A Quick Thought Exercise on the DNS Debacle

For years, the vulnerability has been known. For years, the attack technique has existed. For years, the bad guys have had access to this method. Ask yourself this: what has changed that makes this so important right now? And try to get past the obvious, superficial answer. It might help you isolate on the true nature of this recent media blitz.

Now, think about all the other similarly complex protocols, software packages, etc. There will be similar vulnerabilities and attack techniques published in the future and you are as vulnerable right now. What are you doing about it?

6 comments for “A Quick Thought Exercise on the DNS Debacle

  1. Steve Pinkham
    July 26, 2008 at 12:46 am

    I take issue with the assertion that this has been “known” for years.
    There is no public comment or speculation on this particular attack strategy until this month. This attack strategy is new and different from anything we had previously.
    It is similar to old flaws, enough so that when you find out what it is it SEEMS like we should have know about it for years, but we didn’t.
    The interesting part to me is the head smacking simplicity of the attack, yet we all thought, “smart people designed this” and weren’t really looking for ways to abuse it. There are many other complex interactions which are getting reviewed by various security researchers who are going to have the next big story. We have far too many “ship it, we’ll secure it later” type application and protocols out there, and people who are skilled in security assessment have things to keep them busy for life.
    Another great point brought up by many is the fact that DJB protected against this vulnerability by doing everything he could come up with to harden the server in the first place. The reason DNS has had so many security problems is really because the security margin was so low to start with, any tiny crack breaks it. The lesson is security needs to be built in from the start, and good design minimizes risk down the road.

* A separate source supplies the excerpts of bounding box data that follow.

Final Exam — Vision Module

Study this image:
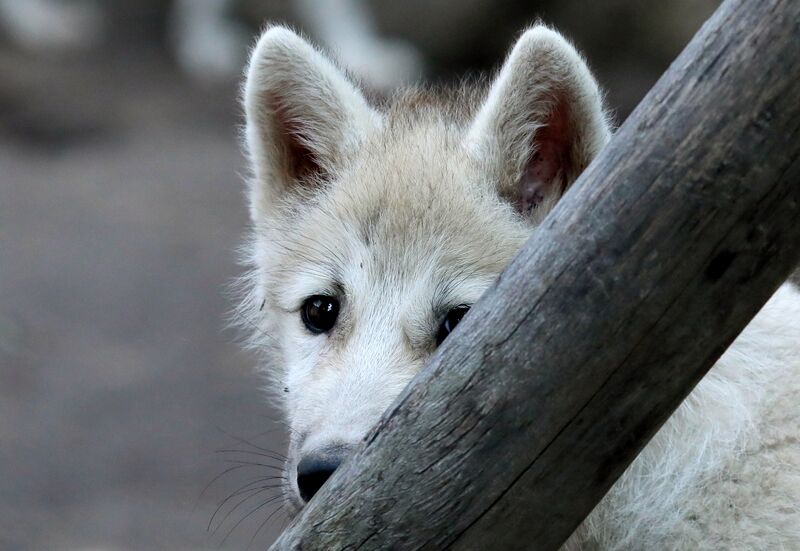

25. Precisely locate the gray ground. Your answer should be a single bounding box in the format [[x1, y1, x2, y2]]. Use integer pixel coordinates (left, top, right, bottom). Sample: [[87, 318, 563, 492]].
[[0, 50, 283, 551]]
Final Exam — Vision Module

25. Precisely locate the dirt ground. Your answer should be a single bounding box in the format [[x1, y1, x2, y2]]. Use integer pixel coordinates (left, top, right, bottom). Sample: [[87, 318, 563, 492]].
[[0, 47, 284, 551]]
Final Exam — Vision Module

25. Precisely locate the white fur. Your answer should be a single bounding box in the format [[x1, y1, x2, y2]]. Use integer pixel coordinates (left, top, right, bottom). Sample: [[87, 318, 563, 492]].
[[240, 27, 800, 550]]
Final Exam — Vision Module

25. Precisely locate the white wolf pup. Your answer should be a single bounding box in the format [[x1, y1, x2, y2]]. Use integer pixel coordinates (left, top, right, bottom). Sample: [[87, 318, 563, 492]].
[[241, 26, 800, 550]]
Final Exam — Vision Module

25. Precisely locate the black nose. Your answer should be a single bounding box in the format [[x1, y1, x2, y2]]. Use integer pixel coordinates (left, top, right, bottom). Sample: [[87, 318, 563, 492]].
[[297, 451, 343, 502]]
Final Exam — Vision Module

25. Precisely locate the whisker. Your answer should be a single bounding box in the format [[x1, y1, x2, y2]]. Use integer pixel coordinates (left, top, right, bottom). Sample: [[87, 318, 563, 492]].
[[214, 449, 289, 462], [211, 482, 285, 535], [225, 459, 283, 472], [220, 493, 284, 546], [245, 496, 286, 551], [193, 465, 262, 510]]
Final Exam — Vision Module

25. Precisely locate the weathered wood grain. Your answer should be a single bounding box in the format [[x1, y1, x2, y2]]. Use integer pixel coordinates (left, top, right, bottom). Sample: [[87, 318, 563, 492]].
[[274, 0, 800, 551]]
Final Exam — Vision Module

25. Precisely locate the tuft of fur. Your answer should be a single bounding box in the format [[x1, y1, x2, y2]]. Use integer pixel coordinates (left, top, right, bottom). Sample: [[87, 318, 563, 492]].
[[237, 26, 800, 550]]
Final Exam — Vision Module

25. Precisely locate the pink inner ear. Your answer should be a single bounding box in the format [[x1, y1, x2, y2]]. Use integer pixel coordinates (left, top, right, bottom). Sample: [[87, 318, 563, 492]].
[[517, 104, 572, 214], [271, 94, 322, 181]]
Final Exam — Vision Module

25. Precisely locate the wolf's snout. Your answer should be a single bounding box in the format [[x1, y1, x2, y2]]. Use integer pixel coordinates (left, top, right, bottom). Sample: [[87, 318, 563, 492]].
[[297, 446, 349, 502]]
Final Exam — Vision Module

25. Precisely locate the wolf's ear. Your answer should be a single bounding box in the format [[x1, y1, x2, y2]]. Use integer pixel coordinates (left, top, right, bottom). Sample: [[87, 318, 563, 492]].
[[243, 27, 380, 221], [467, 26, 610, 215]]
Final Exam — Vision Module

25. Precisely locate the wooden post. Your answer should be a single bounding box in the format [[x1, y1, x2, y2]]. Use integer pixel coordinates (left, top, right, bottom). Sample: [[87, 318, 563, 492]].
[[274, 0, 800, 551]]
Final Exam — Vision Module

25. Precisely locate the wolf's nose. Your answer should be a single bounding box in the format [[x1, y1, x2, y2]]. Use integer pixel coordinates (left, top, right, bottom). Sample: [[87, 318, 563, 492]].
[[297, 452, 342, 502]]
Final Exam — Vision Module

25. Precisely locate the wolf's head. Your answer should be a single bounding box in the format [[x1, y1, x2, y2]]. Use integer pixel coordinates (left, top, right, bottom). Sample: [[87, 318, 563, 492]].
[[242, 26, 609, 508]]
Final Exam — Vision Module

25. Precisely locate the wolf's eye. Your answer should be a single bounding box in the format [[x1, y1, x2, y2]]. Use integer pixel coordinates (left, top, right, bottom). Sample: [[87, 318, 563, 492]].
[[436, 304, 469, 346], [300, 295, 339, 335]]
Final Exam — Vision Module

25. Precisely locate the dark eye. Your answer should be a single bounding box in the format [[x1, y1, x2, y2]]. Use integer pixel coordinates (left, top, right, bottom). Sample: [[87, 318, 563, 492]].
[[300, 295, 339, 335], [436, 304, 469, 346]]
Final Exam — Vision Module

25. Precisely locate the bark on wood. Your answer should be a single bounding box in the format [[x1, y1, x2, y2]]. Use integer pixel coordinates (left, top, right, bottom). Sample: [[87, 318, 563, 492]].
[[274, 0, 800, 551]]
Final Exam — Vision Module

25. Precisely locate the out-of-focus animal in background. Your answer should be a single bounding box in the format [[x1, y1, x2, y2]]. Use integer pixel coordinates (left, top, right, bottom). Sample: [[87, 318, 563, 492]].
[[0, 0, 423, 91]]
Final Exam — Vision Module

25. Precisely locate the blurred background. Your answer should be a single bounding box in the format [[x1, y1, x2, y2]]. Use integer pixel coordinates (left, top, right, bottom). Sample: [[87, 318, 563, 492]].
[[0, 0, 718, 551]]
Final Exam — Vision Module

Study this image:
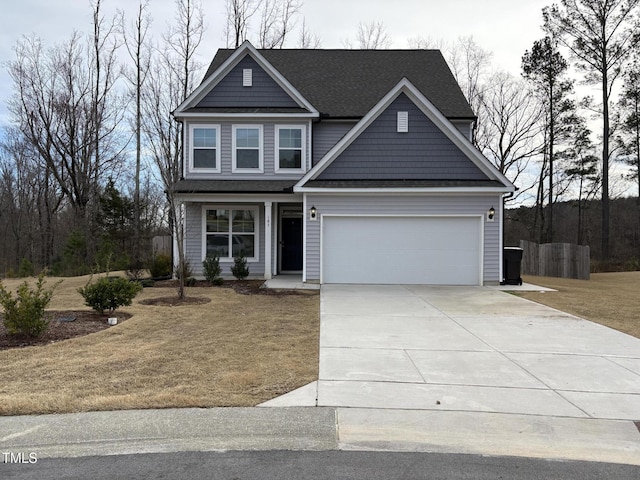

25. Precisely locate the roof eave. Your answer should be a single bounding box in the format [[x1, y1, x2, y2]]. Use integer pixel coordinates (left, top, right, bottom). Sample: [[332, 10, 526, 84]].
[[293, 185, 515, 194]]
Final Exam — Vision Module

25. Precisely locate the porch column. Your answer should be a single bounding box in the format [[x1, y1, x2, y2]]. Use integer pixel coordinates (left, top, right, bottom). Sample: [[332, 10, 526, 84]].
[[264, 202, 273, 280]]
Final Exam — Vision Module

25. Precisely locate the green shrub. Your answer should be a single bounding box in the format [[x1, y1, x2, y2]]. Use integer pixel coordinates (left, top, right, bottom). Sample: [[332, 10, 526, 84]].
[[18, 258, 35, 278], [176, 260, 193, 280], [0, 273, 59, 337], [139, 278, 156, 288], [127, 259, 145, 281], [149, 254, 171, 278], [231, 250, 249, 280], [78, 277, 142, 313], [202, 255, 222, 285]]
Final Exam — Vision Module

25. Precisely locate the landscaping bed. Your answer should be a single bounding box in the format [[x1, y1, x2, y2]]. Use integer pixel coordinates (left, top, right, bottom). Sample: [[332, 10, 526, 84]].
[[0, 310, 131, 350]]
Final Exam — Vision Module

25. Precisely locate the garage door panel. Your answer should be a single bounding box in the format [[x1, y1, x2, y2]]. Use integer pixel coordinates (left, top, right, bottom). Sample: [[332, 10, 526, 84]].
[[322, 217, 481, 285]]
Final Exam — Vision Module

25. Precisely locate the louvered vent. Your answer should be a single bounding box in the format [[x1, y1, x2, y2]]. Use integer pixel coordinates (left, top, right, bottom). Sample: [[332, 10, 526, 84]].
[[398, 112, 409, 133]]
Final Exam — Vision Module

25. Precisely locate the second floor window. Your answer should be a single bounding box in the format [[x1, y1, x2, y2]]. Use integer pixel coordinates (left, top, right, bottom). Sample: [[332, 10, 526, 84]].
[[191, 125, 220, 171], [276, 126, 304, 170], [233, 125, 262, 172]]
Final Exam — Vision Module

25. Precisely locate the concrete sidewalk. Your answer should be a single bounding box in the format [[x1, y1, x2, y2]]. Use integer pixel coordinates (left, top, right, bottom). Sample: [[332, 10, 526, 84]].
[[0, 408, 337, 460]]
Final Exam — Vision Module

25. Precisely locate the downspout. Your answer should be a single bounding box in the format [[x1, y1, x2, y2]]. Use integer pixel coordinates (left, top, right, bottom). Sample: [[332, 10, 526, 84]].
[[500, 187, 518, 285]]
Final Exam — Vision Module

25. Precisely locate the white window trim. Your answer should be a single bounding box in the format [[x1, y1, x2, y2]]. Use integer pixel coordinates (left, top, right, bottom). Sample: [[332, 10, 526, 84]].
[[202, 204, 260, 262], [273, 125, 307, 173], [189, 123, 221, 173], [242, 68, 253, 87], [396, 112, 409, 133], [231, 124, 264, 173]]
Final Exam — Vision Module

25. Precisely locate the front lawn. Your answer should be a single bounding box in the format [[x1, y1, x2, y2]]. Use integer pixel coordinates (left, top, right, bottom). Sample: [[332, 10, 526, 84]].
[[518, 272, 640, 338], [0, 277, 320, 415]]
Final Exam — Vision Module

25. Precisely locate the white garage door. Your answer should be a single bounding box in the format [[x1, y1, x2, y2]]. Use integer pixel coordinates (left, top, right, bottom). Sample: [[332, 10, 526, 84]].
[[322, 217, 482, 285]]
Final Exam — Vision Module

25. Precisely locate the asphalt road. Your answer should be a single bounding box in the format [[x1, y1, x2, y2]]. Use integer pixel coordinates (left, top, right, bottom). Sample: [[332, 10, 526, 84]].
[[0, 451, 640, 480]]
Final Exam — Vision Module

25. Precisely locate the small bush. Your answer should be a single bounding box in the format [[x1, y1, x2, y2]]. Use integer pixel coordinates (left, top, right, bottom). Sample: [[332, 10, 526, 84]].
[[149, 254, 171, 278], [231, 250, 249, 280], [202, 255, 222, 285], [18, 258, 35, 278], [127, 259, 145, 281], [78, 277, 142, 313], [139, 278, 156, 288], [176, 260, 193, 280], [0, 273, 59, 337]]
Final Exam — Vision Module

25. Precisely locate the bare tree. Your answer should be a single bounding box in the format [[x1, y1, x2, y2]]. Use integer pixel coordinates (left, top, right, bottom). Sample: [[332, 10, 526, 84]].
[[143, 0, 203, 298], [342, 21, 392, 50], [477, 72, 543, 197], [8, 25, 124, 265], [224, 0, 259, 48], [407, 35, 445, 50], [258, 0, 302, 48], [522, 36, 576, 243], [298, 18, 322, 48], [445, 37, 493, 133], [543, 0, 640, 259], [120, 0, 151, 263]]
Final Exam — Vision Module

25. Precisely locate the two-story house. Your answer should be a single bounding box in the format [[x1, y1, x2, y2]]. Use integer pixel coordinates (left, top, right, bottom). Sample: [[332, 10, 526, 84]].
[[174, 42, 514, 285]]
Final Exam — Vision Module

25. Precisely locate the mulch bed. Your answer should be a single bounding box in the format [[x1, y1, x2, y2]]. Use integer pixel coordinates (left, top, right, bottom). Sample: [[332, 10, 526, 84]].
[[0, 310, 131, 350], [151, 280, 312, 296]]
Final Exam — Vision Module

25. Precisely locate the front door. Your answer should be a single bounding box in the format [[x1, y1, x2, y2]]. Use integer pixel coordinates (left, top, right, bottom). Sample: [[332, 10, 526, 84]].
[[280, 213, 302, 272]]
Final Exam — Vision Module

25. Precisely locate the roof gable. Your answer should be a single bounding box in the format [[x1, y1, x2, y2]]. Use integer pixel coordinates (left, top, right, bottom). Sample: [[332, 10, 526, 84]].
[[296, 78, 515, 191], [205, 49, 475, 120], [196, 54, 300, 108], [316, 93, 489, 180], [173, 41, 318, 118]]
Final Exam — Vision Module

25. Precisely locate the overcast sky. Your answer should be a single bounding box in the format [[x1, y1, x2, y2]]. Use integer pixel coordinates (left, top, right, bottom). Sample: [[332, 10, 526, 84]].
[[0, 0, 552, 126]]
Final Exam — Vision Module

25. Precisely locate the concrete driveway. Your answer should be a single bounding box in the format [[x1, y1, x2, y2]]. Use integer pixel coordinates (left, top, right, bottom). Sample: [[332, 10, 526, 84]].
[[317, 285, 640, 421]]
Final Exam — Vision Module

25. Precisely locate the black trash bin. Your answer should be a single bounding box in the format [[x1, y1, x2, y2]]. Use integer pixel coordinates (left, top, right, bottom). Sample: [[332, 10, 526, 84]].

  2. July 26, 2008 at 4:44 am

    Pete,

    If you, personally, knew how to remotely poison DNS caches in 10 seconds, and did nothing about it, I’d think less of you.

    If you did not know how to poison DNS caches in 10 seconds, that’s OK. Neither did I, until recently, and I’ve been doing DNS in years.

    So, I think you’re probably OK.

  3. July 26, 2008 at 4:45 am

    s/in/for

  4. Pete
    July 26, 2008 at 7:38 am

    @Steve – I said the vulnerability – guessing random numbers to poison the DNS cached – has been known for years, not the attack technique. I was careful to also say that the attack technique has “existed” for years to point out that someone may have known about it for years (although I supposed it may have been infeasible with slower computers).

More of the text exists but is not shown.